87 On the place of subjective reflection on what constitutes suitable action see Cottingham, Spiritual Dimension, p.43. Here he states that in making decisions we have to live in a world which ‘I’ did not create and which contains other free beings who are entitled to respect.

88 See here the essays on Levinas in Eskenazi, Tamara, Phillips, Gary and Jobling, David (eds.), Levinas and Biblical Studies, Atlanta: Scholars/SBL, 2003Google Scholar. In her introduction (p.15) Eskenazi discusses the way in which Levinas' method emerges from his use of Hebrew Bible language for ‘in face of’– that is, before the person of another.

89 Ibid, p.9

90 Cf. Cottingham, Spiritual Dimension, p.164. Moral maturity cannot be achieved as a ‘private event’ but only through systematic accommodation between a person's own development and that of others whose lives are intertwined with the individual profile. See also the conclusions of Trible and Russell (eds.) Hagar, pp.187–192, where three moral topics regarding inter-relationship are identified: motherhood constrained by patriarchy, promise constrained by competition, hospitality constrained by difference.

91 Cf. Ricoeur, Oneself, p.320. An agent is one who exerts power over another by treating them as the mere object of the agent's activity. This occurs because of disesteem of the self on the part of the agent and a hatred of the other. The suffering involved in this power relationship exceeds that of physical pain and is experienced as a loss of will to exist. Mostly, such sufferings are inflicted on human beings by human beings.

92 The Hebrew word ‘ebed’ allows for a play on the terms servant and son since it can mean both of these relations – a possibility not found in English. Abraham is God's son insofar as he is loyal to divine service and thus made the founder of a chosen people which in Exodus becomes God's family.
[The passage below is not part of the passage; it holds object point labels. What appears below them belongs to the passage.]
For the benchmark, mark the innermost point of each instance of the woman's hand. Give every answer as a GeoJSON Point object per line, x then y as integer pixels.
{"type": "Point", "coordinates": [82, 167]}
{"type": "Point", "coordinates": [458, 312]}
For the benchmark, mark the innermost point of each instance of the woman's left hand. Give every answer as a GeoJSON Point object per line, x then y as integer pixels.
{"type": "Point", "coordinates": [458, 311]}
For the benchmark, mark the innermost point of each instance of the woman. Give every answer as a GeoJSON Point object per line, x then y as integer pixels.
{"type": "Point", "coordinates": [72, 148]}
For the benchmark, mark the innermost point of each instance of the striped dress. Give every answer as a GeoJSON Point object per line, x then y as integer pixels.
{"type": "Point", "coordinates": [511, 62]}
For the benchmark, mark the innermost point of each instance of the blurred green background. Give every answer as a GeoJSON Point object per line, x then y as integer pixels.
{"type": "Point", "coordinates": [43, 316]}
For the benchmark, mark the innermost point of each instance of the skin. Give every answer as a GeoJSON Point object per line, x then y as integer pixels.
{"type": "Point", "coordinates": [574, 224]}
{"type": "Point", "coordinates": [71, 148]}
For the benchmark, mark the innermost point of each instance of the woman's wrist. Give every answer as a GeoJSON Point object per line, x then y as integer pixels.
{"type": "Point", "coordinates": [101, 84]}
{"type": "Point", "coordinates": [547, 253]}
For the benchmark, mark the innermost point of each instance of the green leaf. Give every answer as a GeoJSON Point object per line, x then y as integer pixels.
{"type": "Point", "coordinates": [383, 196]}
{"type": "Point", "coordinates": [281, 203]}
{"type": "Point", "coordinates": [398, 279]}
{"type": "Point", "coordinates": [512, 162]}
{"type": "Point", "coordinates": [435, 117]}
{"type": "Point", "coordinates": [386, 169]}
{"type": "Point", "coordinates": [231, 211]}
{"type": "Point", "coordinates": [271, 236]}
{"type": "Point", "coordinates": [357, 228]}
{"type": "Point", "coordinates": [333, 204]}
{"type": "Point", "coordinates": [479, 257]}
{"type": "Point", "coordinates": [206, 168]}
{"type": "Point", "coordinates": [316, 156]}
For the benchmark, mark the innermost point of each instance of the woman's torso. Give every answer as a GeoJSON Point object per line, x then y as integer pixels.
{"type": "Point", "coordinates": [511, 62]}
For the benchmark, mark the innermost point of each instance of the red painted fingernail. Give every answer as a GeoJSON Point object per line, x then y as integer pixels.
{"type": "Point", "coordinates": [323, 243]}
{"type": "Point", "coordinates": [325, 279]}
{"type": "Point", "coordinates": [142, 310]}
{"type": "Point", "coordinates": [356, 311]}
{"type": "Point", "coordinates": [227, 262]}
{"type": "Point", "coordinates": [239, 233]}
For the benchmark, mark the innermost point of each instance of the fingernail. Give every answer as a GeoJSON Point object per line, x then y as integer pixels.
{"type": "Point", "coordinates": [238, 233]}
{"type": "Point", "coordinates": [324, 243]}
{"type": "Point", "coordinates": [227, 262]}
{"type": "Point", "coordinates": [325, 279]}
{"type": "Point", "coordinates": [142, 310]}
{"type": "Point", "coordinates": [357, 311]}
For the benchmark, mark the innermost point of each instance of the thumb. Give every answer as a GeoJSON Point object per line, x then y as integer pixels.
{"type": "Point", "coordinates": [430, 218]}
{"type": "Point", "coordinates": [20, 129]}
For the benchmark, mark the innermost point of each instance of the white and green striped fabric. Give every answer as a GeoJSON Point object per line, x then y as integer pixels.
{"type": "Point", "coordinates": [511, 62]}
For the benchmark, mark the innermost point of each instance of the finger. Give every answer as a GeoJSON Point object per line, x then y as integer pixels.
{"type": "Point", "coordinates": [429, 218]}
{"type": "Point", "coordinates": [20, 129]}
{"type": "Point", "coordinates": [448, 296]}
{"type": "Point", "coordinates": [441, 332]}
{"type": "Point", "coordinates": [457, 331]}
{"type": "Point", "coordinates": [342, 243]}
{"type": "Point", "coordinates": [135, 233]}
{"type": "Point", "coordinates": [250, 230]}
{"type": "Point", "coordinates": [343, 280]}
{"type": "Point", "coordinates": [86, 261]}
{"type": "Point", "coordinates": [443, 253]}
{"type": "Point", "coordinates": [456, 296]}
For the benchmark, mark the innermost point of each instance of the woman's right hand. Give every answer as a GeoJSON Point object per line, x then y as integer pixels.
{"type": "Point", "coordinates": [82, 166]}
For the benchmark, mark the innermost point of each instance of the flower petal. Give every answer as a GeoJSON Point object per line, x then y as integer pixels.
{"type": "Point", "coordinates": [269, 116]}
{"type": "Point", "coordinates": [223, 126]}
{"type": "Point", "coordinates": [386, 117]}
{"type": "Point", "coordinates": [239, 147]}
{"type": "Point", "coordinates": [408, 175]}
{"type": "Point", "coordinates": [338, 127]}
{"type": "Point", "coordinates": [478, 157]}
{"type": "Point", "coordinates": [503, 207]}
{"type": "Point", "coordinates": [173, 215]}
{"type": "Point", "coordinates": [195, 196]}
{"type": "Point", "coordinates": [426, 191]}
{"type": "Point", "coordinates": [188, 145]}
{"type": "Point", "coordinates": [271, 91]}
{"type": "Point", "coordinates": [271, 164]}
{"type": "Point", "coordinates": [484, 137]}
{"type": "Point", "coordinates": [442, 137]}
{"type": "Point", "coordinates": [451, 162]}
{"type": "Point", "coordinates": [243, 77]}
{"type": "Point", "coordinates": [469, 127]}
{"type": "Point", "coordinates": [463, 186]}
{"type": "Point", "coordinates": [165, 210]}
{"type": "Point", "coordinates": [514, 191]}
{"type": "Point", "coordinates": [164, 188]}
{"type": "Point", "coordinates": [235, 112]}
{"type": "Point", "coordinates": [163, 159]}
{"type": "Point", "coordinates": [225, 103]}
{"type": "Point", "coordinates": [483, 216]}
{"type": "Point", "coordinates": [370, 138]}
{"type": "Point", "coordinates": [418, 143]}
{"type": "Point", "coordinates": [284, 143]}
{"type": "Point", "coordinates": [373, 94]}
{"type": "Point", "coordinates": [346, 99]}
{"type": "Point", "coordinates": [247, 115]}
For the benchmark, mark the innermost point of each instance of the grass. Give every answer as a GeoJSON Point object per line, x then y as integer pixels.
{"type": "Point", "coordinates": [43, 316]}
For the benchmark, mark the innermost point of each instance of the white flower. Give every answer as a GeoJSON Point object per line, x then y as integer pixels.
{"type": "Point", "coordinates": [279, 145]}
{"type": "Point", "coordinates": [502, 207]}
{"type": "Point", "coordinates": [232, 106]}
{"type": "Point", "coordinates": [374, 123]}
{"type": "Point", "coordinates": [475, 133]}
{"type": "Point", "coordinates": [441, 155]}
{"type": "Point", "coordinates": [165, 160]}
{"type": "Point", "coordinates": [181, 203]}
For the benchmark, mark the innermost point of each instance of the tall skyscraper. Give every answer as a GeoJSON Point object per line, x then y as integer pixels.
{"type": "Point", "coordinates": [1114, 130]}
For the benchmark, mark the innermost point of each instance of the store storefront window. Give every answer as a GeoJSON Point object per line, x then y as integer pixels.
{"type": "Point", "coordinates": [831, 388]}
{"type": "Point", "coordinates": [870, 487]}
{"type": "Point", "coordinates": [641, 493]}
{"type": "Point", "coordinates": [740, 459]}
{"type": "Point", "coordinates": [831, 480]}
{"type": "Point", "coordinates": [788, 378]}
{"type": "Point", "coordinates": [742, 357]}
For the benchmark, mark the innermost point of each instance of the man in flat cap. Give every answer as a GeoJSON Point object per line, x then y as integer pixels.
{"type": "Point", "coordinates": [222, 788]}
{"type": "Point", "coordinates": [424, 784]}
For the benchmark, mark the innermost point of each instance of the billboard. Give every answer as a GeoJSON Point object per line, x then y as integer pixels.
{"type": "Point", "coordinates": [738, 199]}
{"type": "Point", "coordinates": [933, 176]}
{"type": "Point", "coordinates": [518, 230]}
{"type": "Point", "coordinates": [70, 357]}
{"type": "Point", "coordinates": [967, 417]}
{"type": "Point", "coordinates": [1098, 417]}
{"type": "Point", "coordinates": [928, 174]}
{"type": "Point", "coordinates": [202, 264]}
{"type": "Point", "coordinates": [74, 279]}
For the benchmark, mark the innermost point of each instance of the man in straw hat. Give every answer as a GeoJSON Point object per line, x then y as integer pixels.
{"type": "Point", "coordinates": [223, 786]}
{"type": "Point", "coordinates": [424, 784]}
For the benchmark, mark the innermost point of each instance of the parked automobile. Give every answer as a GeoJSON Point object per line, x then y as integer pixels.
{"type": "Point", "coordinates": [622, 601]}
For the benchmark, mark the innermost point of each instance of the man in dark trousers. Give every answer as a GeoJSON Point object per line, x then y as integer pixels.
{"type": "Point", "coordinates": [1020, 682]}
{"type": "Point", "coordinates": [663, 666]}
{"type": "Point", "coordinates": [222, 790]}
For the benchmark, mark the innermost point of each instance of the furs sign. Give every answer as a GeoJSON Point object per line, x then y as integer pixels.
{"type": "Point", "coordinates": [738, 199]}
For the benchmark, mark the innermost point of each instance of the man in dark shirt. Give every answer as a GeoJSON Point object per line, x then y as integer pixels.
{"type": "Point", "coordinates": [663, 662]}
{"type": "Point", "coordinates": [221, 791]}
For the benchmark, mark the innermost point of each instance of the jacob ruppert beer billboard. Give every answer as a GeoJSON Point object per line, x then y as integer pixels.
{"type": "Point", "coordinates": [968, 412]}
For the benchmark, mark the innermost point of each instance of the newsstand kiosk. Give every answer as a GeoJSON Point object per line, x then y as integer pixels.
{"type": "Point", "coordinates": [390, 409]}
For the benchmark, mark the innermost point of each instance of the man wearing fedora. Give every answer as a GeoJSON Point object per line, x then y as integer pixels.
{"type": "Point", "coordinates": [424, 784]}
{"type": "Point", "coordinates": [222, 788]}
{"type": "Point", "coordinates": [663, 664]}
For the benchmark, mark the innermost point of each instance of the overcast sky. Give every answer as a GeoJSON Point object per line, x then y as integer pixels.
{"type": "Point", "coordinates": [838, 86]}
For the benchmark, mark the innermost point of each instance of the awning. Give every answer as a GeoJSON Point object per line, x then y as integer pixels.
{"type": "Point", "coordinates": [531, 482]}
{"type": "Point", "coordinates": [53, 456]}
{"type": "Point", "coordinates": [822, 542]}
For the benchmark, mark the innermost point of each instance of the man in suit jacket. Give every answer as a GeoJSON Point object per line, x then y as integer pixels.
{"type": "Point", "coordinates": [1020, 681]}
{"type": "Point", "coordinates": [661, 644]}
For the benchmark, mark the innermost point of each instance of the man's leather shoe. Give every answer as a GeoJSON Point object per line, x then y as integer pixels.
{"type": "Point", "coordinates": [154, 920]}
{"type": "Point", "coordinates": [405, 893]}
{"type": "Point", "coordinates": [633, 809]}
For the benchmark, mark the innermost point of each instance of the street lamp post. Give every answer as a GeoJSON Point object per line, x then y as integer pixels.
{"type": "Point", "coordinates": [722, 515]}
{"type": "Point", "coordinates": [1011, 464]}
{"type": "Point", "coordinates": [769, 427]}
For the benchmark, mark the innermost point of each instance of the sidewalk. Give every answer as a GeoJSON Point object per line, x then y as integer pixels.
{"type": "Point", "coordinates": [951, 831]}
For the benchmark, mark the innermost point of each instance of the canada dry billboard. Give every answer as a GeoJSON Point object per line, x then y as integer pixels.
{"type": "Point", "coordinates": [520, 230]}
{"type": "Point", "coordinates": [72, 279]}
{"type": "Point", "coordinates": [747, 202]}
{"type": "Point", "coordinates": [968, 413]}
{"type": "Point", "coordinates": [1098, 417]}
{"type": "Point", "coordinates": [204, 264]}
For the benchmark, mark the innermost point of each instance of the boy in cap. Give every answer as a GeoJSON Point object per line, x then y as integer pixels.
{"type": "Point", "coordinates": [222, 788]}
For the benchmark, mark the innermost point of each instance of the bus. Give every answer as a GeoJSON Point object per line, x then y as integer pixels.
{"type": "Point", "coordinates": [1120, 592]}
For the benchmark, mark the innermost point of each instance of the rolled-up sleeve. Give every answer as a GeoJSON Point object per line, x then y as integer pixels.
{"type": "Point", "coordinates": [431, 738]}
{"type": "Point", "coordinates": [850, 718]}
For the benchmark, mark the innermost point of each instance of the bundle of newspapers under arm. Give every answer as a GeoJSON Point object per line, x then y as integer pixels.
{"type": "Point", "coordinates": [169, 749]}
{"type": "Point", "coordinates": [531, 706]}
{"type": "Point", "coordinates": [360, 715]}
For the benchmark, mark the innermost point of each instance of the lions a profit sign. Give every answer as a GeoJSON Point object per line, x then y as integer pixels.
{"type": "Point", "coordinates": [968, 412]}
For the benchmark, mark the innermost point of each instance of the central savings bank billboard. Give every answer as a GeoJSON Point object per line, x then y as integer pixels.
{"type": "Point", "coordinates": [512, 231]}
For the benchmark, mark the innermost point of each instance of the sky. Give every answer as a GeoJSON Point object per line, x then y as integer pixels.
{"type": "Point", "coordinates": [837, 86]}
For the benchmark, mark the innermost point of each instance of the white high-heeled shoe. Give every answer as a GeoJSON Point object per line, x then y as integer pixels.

93 See the study by Carol Delaney, Abraham on Trial. The Social Legacy of a Biblical Myth, New Jersey: Princeton University Press, 1998. This work explores the issue of child sacrifice as a strand in European culture. Delaney argues that this owes a great deal to the OT material in Genesis 22 and the impact of this in Jewish, Christian, Islamic and Humanist perspectives. She ends by noting that such a myth can endorse the act of war and its slaughter of children, in which the voice of the mother is absent, except for weeping. See also Susan Shapiro, “‘And God Created Woman’ Reading the Bible Otherwise” in Eskenazi et al (eds.), Levinas, pp.159–195, 162, where she emphasises the way in which selfhood does not reside in becoming more of the ‘same’; rather a person becomes ethical by responding to the needs of the Other before considering personal desire for survival. In Genesis 22 the challenge to Abraham can be seen in this way since Isaac is his father's hope for survival through his descendants.

94 Cf. Cottingham, Spiritual Dimension, pp.171–2. He reflects on the link between inner and outer lives and the confrontation with the mystery of existence. We are called to join with others in exploring that mystery and so to be integrated into living structures that can sustain our lives.